São Paulo – Fertilizer imports from Arab countries to Brazil slid 18.4% year-on-year in value from January to July, as per numbers from the Brazilian Ministry of Industry, Foreign Trade and Services compiled by the Arab Brazilian Chamber of Commerce. During the period, USD 830 million worth of fertilizers got shipped from Arab countries to Brazil.
Arab Chamber CEO Michel Alaby believes Brazil is buying fertilizer from Russia in order to increase bargaining power so as to sell its own goods to that country. Russia banned Brazilian beef and talks are underway. Russia is Brazil’s leading supplier of fertilizers, with sales coming out to USD 924.4 million through July this year, up 8.6% through July 2017.
Although Arab fertilizer imports declined, the region is a major supplier and accounts for some 25% of fertilizer imports to Brazil. Through July, total fertilizer imports to Brazil reached USD 3.6 billion, and 23% of that came from Arab nations. Brazil’s overall fertilizer imports slid 13% in value.
Morocco was the leading Arab fertilizer supplier to Brazil from January to July, followed by Saudi Arabia, Qatar, Algeria and Kuwait.
However, Morocco’s fertilizer sales to Brazil were down 27% to USD 251 million year-on-year through July. Sales from Saudi Arabia dropped 25% to USD 127 million, while hose from Qatar were down 44% to USD 125 million. The fourth Arab supplier to Brazil was Algeria, whose sales climbed 97% to USD 82.8 million. Sales from Kuwait more than doubled to USD 67.7 million.

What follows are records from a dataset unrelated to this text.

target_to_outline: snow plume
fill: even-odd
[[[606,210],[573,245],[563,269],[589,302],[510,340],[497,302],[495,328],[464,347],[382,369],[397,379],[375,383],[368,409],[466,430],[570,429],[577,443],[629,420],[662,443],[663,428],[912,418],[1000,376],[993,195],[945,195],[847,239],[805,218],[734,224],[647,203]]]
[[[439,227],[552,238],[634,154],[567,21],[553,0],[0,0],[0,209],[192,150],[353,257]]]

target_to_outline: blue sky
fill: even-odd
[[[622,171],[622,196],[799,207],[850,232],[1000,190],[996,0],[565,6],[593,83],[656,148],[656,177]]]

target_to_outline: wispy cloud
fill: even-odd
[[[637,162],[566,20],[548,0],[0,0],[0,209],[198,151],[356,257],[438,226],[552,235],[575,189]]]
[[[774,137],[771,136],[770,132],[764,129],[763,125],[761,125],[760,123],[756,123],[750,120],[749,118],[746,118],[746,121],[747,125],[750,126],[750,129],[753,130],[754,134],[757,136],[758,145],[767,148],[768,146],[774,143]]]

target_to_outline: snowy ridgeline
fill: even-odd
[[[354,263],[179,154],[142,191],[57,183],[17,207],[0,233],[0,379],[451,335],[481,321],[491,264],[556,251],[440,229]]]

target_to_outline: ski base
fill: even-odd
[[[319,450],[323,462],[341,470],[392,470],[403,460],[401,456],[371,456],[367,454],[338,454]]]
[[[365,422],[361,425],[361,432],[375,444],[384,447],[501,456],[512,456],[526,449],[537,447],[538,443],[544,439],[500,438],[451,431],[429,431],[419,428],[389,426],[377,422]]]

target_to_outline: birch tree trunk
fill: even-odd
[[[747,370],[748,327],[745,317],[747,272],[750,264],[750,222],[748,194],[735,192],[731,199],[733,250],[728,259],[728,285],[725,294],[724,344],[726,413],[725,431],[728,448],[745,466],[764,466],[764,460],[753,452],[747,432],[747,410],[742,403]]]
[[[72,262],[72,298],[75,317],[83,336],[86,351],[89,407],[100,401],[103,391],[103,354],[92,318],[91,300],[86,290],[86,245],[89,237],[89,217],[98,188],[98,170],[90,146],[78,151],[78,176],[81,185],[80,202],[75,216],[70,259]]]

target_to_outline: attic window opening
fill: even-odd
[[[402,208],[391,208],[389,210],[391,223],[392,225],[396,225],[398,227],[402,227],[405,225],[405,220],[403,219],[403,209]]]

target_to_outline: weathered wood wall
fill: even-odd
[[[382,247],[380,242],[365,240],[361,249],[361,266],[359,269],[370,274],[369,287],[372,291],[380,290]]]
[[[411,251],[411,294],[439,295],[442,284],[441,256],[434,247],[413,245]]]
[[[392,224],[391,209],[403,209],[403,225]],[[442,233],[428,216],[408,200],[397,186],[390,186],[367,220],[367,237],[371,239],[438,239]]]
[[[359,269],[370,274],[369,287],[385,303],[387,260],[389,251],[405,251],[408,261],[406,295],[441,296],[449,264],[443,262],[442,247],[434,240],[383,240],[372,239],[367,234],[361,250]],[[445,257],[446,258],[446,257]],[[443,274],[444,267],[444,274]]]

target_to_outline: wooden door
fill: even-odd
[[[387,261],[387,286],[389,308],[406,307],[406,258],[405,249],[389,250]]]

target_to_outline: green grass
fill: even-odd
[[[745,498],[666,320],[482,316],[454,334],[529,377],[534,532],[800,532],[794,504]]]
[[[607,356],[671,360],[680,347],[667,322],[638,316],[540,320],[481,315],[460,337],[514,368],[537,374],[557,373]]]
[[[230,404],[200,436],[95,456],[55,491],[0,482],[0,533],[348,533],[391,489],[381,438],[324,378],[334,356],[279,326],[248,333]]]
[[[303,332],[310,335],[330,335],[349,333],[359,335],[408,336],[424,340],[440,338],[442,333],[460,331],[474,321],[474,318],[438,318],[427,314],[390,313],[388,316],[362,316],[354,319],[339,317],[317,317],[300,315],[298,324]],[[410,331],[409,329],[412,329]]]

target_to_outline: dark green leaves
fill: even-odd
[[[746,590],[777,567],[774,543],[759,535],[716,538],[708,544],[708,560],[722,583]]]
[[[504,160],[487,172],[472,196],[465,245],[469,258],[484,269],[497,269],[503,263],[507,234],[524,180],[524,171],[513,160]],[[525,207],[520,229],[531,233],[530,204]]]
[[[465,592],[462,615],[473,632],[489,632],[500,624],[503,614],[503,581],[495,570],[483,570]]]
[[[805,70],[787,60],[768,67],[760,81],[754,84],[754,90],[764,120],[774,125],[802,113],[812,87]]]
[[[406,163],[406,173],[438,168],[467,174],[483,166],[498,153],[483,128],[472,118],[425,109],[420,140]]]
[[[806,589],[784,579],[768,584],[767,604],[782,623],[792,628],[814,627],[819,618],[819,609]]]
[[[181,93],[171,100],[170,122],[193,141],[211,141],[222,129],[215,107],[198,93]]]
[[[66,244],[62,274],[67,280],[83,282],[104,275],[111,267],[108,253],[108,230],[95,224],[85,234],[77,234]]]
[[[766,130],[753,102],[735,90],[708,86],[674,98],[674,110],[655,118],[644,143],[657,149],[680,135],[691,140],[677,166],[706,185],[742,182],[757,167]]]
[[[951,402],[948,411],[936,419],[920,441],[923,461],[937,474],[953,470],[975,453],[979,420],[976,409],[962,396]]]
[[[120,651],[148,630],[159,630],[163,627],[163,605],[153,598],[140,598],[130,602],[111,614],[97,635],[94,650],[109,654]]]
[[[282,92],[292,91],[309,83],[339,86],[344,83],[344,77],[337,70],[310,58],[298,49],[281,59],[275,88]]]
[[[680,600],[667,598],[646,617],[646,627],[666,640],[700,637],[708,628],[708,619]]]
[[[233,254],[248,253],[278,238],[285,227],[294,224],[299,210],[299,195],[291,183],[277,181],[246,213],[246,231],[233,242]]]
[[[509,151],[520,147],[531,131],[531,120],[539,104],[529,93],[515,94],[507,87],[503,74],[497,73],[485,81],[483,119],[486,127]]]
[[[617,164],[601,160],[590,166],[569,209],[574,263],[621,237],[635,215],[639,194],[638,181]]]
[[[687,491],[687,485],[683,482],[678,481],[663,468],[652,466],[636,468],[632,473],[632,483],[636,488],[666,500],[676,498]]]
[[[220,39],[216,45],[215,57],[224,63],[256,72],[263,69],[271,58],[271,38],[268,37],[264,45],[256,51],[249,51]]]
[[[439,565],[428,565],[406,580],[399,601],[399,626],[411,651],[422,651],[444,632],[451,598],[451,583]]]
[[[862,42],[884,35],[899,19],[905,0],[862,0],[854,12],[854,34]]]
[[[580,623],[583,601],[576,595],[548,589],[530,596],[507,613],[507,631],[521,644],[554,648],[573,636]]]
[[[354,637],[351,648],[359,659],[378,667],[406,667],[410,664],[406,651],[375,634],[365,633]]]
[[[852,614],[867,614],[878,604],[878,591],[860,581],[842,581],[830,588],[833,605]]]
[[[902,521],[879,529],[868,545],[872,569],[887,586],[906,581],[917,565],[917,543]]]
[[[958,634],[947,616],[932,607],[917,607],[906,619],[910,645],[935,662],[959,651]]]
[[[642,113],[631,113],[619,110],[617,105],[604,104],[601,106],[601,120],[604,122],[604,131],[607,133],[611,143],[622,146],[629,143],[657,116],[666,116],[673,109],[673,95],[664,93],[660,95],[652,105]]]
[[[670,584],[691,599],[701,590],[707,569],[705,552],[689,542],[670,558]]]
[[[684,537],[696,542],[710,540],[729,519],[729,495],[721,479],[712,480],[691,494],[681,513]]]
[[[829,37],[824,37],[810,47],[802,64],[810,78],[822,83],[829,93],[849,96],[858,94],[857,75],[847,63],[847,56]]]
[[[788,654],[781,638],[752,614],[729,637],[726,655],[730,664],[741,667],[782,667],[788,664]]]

Although Brazil’s fertilizer imports from the world over and from Arab countries slowed year-to-date through July, Michel Alaby argues that the future outlook regarding imports is good, considering the plans in place to increase agricultural output. The country also plans on increasing domestic fertilizer manufacturing, but the Arab Chamber CEO notes that not much progress has been made so far. Some 80% of fertilizers used in Brazil are imported.
Fertilizer imports to Brazil increased in July alone. The National Fertilizer Association (ANDA) reported a 0.8% increase in imports to 2.44 million tons last month. This came prior to the beginning of planting for the 2018-2019 crop, in September, and after the trucker strike in late May and early June, which held back deliveries of all sorts of goods, fertilizers included.
Numbers from the Ministry of Industry, Foreign Trade and Services show that fertilizer imports to Brazil from Arab countries climbed 32.2% year-on-year in July to USD 183 million (pictured at the top, phosphate from OCP).